Thursday, January 5 2012 2:22 AM

As we age, visits to the doctor tend to get more frequent. You might be visiting a family practice physician for a periodic exam, an orthopedic surgeon for knee pain or a cardiologist for chest pain. Regardless of the type of doctor you are visiting, there are five things you should take with you to maximize your time. Write this information down and keep it in a safe place, and let your spouse or a loved one know where you keep it. Electronic medical records are common these days, but don’t rely entirely on these systems to keep track of this information for you. 

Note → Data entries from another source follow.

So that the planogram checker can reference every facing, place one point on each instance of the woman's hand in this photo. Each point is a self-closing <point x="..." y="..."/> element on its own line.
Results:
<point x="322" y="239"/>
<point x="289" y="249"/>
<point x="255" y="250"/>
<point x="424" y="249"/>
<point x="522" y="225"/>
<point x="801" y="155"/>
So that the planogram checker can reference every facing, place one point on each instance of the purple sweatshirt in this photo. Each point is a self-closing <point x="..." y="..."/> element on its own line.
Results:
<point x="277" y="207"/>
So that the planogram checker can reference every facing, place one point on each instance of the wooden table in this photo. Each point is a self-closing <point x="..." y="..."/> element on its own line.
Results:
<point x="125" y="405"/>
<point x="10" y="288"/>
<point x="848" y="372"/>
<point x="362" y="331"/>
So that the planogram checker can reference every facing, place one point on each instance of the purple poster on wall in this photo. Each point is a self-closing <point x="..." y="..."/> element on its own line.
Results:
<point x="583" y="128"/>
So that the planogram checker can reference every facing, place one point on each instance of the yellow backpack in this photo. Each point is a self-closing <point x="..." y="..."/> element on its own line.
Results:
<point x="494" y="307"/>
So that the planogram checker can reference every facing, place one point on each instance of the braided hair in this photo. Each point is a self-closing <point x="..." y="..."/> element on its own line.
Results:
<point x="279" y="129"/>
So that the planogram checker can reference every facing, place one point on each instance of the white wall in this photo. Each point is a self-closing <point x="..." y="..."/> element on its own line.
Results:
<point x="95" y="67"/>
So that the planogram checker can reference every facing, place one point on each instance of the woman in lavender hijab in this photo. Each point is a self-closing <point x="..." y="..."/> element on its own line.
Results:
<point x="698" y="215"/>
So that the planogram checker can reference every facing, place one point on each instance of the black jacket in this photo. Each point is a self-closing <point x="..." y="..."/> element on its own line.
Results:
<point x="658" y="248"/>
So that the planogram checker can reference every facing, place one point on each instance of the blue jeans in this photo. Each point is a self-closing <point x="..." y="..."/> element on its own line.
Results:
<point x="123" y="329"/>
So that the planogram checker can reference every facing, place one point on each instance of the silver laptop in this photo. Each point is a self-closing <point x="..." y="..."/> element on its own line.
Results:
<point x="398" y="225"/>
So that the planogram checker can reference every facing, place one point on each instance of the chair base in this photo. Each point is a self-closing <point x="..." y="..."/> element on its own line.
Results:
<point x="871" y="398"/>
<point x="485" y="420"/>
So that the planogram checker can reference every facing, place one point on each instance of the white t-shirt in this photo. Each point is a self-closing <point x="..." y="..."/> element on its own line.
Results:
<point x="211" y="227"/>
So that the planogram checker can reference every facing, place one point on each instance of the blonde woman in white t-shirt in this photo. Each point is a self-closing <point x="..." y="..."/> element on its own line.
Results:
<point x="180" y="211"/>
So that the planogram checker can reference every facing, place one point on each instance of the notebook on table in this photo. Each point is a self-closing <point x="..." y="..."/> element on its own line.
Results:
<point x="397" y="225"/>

  • The first, and probably the most important, thing to bring with you is a list of all the medications you take along with the dosages you take. This should also include all the medications you might take from time to time on an “as needed” basis. Medications also include patches and injections, not just pills. Your doctor may wish to start a new medication, and he or she needs to know if you are on a medication that may create a hazardous interaction. 
  • Bring a list of medication sensitivities. This includes any known allergies or side effects that you have or have experienced. Allergies and side effects are not necessarily the same. For example, a certain pain medication might upset your stomach. That would most likely be a side effect, rather than an allergy. Your doctor will take this information into consideration when deciding upon appropriate treatment options. Listing what symptom or symptoms the medication causes can be very helpful to your doctor. Example: “Bactrim causes a skin rash and itchiness.” 
  • Bring a list of your medical conditions. When a nurse asks you about your medical conditions, it can be easy to forget some of them at that time, especially if you’re distracted by acute symptoms or nervous about the visit. 
  • Bring a list of surgeries you’ve had done. Include the date, month and year, if possible. Example: “Appendix removal, January 23, 1974.” It’s important for your doctor to know this history because certain conditions can be an effect of a surgery. 
  • Bring your family medical history. Include your parents’ and siblings’ medical conditions. An example of a specific condition to note would be a heart condition and the approximate age it started, such as your sister’s heart attack at age 46 or your father’s cardiac stent placement at age 52. Cancer history is also important, especially breast and colon cancer, since your doctor’s decision of whether or not to screen for these conditions may depend on the age that they appeared within the individuals in your family.

Taking the extra effort to bring this information with you can make your next visit to the doctor go much more smoothly. It will also allow your doctor to spend the maximum time he or she can with you addressing the reason you visited in the first place.